Introduction to Graph Databases

Introduction to Graph Databases

In recent years the database scene has been boiling. New databases for special purposes seem to emerge every day and for a good reason. Data processing needs have become more and more specialized and with scale you often need to store your data in a way that reflects its structure in order to support proper queries. The default of storing everything in a relational database is often not the right solution. Graphs, which are a superset of trees and hierarchies are a very natural way to represent many real world concepts.

Facebook and its social graph brought it to center stage, but graphs, trees and hierarchies were always important.
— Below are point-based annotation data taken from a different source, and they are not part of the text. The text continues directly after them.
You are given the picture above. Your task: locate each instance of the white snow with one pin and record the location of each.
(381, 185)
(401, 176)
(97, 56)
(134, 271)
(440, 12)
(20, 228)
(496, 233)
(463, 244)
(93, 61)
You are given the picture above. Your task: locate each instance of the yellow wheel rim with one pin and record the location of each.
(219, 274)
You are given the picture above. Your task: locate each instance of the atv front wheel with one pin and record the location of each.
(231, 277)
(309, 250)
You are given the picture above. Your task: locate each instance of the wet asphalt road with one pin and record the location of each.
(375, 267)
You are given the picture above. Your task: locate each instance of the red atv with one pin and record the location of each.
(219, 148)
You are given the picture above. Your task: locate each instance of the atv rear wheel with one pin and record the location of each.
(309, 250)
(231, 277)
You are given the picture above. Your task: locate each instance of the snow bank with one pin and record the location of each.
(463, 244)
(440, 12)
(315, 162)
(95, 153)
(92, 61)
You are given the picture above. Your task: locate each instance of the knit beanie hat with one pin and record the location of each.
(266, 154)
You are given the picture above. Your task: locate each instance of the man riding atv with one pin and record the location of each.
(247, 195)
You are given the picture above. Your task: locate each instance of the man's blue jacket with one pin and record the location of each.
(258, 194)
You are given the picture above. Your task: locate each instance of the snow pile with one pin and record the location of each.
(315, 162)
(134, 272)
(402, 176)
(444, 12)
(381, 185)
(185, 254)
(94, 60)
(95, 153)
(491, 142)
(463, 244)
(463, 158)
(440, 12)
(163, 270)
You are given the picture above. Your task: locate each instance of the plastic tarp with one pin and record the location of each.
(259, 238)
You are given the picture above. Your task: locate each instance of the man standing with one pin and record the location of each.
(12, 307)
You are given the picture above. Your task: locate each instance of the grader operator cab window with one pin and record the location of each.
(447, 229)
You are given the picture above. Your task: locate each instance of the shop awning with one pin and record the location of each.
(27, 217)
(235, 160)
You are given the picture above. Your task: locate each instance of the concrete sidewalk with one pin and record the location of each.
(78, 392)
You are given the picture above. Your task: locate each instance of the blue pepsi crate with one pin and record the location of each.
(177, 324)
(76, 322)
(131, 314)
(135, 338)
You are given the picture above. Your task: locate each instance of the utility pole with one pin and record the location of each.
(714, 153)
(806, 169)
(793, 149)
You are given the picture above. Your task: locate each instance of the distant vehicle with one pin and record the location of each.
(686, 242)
It is possible to model graphs pretty easily with a relational database because a graph is really just vertices connected by edges, that map very well to the entity-relational model. But, performance is a different story at scale and with deep hierarchies.

Many graph databases exist today with different levels of maturity. One of the most interesting developments in this domain is the TinkerPop?Apache incubator project, which is a graph computing framework with active industry contribution. Checkout the getting started tutorial here?to get familiarized with the terrain.

Other interesting projects include DataStax (Cassandra) acquiring TitanDB and incorporating it and of course Facebook’s GraphQL. And, there is always Neo4J?that has a mature enterprise-ready solution and an impressive list of customers.

The exciting part is how to combine graph databases with other data systems and how to construct viable data intensive systems that scale well to address new data challenges such as the coming of the IoT era where sensors will generate unprecedented amounts of data.